Bevor wir uns mit den geopolitischen Ereignissen dieses Zeitraums befassen, müssen zwei marktpolitische Verordnungen behandelt werden. sie beeinflussen maßgeblich unseren Themenbereich der Bier- und Hopfenhistorie.
Das Bayrische Reinheitsgebot
"Ganz besonders wollen wir, daß forthin allenthalben in unseren Städten und Märkten und auf dem Lande zu keinem Bier mehr Stücke als allein Gersten, Hopfen und Wasser verwendet und gebraucht werden sollen.”1https://www.bayerisches-bier.de/bier-wissen/reinheitsgebot-geschichte-und-bedeutung/
Diese Verordnung wurde 1516 vom Bayrischen Herzog Wilhelm dem IV. erlassen. Doch warum kümmerte dieser sich um die Inhaltsstoffe des Bieres? Das Wohl und die Sorge um die Gesundheit der Bürger soll - offiziell - die Begründung gewesen sein. Doch gab es schon früher regionale Vorschriften und Erlässe zur 'Qualitätssicherung' und zu den vorgegebenen Rohstoffen - vor allem in den Städten mit ihrem aufstrebenden Braugewerbe.
So sollte eine im Jahr 1303 in Nürnberg erlassene Verordnung sicherstellen, dass nur Gerstenmalz zum Brauen verwendet werden durfte. Und schon im Jahr 1156 erließ Kaiser Friedrich I. (gen. Barbarossa) für die Stadt Augsburg das Stadtrecht.
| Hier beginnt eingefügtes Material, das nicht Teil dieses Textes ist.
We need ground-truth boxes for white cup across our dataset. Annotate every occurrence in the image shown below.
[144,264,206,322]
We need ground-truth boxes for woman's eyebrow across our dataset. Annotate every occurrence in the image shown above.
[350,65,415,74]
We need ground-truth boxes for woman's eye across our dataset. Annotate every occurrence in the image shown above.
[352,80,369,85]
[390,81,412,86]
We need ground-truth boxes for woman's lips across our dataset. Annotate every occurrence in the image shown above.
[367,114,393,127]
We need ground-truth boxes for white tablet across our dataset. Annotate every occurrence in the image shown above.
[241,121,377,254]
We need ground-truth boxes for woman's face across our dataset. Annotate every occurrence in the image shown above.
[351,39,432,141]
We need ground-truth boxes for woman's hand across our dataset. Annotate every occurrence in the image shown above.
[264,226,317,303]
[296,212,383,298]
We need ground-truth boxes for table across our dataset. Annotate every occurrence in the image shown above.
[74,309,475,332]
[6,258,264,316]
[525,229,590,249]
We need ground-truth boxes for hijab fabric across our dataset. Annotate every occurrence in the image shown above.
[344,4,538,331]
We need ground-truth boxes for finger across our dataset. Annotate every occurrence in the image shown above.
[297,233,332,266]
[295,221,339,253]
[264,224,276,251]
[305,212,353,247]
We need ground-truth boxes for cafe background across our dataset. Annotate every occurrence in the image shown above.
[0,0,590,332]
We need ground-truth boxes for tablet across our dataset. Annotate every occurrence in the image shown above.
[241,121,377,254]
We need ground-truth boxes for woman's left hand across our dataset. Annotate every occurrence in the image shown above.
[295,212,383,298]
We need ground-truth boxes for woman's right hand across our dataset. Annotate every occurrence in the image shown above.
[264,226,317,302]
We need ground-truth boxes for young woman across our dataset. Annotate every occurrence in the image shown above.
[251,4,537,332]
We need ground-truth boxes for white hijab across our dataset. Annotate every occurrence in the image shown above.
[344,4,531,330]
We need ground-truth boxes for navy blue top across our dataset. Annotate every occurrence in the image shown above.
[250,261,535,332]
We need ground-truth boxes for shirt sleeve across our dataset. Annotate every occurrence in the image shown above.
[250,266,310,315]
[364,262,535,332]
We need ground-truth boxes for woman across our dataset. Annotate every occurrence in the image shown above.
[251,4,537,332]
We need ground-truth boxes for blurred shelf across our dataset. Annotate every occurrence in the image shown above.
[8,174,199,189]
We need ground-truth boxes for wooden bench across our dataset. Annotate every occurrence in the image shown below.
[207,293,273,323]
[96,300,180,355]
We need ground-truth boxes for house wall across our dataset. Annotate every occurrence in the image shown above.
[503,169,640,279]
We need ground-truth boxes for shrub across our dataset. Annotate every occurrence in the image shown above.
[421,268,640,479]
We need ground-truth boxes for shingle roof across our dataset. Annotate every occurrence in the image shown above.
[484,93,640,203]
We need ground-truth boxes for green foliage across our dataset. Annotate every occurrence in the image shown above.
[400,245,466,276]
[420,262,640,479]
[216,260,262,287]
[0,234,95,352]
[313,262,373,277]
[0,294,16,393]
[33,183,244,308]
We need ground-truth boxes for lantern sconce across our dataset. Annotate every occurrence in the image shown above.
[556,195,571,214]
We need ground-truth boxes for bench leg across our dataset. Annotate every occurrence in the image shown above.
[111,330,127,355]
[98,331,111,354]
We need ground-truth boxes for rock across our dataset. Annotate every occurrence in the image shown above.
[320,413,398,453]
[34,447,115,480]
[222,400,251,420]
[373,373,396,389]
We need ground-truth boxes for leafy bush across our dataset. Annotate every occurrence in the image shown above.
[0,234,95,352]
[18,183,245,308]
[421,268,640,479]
In dessen Rechtsverordnung sich der Paragraph "Justitia Civitatis Augustensit" befand; hier wurde erstmals die Bierqualität des Augsburger Bieres festgelegt. Das Augsburger Reinheitsgebot könnte somit das erste Gebot der deutschen Biergeschichte sein2vgl. https://www.augsburger-land.de/augsburger-land/regionale-produkte/brauereien.
Der Rohstoff "Gerste"
Gerste war schon bei den frühen Völkern und auch im Mittelalter ein bevorzugtes Getreide für die Bierherstellung. Bis ins späte 15. Jahrhundert wurde in Bayern untergärig gebraut und es "gelangte erst um 1480 die Technik der obergärigen Bierherstellung aus Böhmen nach Bayern"3https://www.bayerisches-bier.de/bier-wissen/geschichte-des-weissbieres/.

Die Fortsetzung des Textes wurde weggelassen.